The most important factor, Johnson said, is that the constitution and canons of the Episcopal Church don’t include language that could be read as allowing for an online General Convention. Churches held their annual meetings online. Dioceses held conventions and even elected bishops online. The General Convention legislative process unfolded on Zoom with more than 2,000 participants. But the convention itself is subject to different rules.

“A reading of our governing documents doesn’t show even a hint that it would be possible,” she said. It’s not that they were written before online meetings existed. It’s that convention is rooted in ‘time, place and site,’” Johnson said. “We can change that with a lot of discussion, but how does that change us?”

Sarah Lawton, a lay deputy from California, said in a Facebook post that holding diocesan meetings or legislative committee hearings online showed the possible limitations of doing business that way: “Having attended several diocesan conventions online during the pandemic, and knowing how it works with hybrid church, I wonder about the differences in focus and attention between people attending in person and people not attending in person and how that would affect conversation and debate.”

With about 880 deputies and 150 bishops, the convention’s large size also is a factor. Convention planners studied denominations that added an online option to their meetings, such as the Presbyterian Church USA, now holding a hybrid meeting from June 18 to July 9 in Louisville, Kentucky. In general, none was similar enough to the Episcopal Church to serve as a model. They were smaller, had a  more top-down structure, or were considering fewer resolutions.

By early 2022, cases of the omicron variant were rising in the U.S. and safety concerns about convention were being expressed, including at the Executive Council meeting in Puerto Rico in April. There were “good and thoughtful” discussions about the canonical aspects of a hybrid convention, said Mary Kostel, chancellor to Presiding Bishop Michael Curry. “It’s certainly true that there are different ways to read the canons.”

But at that time, adding a hybrid option to convention would have been logistically out of the question, said the Rev.
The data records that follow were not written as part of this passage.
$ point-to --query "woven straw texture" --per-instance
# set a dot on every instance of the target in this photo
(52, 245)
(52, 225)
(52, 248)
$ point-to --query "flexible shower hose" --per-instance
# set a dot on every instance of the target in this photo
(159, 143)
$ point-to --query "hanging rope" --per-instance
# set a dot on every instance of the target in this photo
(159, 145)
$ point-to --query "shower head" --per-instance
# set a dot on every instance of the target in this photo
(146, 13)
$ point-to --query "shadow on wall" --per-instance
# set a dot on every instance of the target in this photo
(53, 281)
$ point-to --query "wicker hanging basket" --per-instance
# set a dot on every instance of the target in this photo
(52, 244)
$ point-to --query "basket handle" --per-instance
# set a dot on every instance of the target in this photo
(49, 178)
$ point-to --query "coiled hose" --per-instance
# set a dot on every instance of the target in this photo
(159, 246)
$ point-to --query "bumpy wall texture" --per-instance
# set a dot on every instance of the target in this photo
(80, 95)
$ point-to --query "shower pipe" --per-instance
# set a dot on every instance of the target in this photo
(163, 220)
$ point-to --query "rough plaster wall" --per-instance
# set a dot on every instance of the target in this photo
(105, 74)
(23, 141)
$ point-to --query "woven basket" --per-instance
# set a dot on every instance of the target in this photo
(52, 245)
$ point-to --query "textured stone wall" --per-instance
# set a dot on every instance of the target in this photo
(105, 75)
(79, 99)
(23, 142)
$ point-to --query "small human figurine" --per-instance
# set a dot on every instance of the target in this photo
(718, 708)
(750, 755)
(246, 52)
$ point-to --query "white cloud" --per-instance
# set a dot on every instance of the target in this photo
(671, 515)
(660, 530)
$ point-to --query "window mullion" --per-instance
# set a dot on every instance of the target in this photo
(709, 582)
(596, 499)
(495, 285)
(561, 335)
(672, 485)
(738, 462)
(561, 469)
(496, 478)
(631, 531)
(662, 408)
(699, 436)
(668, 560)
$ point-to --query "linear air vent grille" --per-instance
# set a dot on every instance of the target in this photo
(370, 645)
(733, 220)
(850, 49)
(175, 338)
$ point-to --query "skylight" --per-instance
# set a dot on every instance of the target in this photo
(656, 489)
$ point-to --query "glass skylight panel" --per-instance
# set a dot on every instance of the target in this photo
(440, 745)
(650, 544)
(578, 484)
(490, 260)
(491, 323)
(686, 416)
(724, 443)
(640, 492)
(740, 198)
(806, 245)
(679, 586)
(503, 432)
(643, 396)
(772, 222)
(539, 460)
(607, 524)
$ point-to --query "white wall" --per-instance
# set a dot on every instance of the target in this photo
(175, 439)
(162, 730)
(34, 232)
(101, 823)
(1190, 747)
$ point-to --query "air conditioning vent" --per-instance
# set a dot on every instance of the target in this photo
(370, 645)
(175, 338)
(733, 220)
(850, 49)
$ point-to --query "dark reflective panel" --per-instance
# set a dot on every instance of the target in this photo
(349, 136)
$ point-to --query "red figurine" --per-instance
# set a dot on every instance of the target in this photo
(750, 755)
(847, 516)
Canon Michael Barlowe, executive officer of the General Convention.

“We could have gone fully online in extremis at that late date,” he said. “But to pull off a hybrid meeting would have been impossible.” Even obtaining enough cameras would have been difficult, he said, as would have lining up enough interpreters, operating across global time zones and ensuring that every online participant had access to broadband.

He expressed hope that at future conventions more flexible options could be discussed and considered: “Everyone is exhausted by what we’ve had to go through but as leaders of the church we need to step back and say, this is not our final answer.”

Several deputies agreed, and were optimistic that the short convention this year would demonstrate that the time frame can work, thus permitting more people who could not take two weeks of vacation to “attend,” whether in person or online.

“COVID has taught us not only that we must at times adapt to changing circumstances, but also that such flexibility can bring new blessings and opportunities. So perhaps we can — and should — find ways to effectively incorporate online or virtual participation more fully in our churchwide gatherings,” said Deputy Gary Meade, a clergy deputy from the Diocese of West Tennessee.

Added Crystal Plummer, a lay deputy and deputation chair who is director of networking on the bishop’s staff of the Diocese of Chicago: “Sending 10-11 people to a destination for a week … is an old model of operating. People’s lives are quite different and not everybody can take off 10 days. The church needs to make convention within reach of more kinds of people.”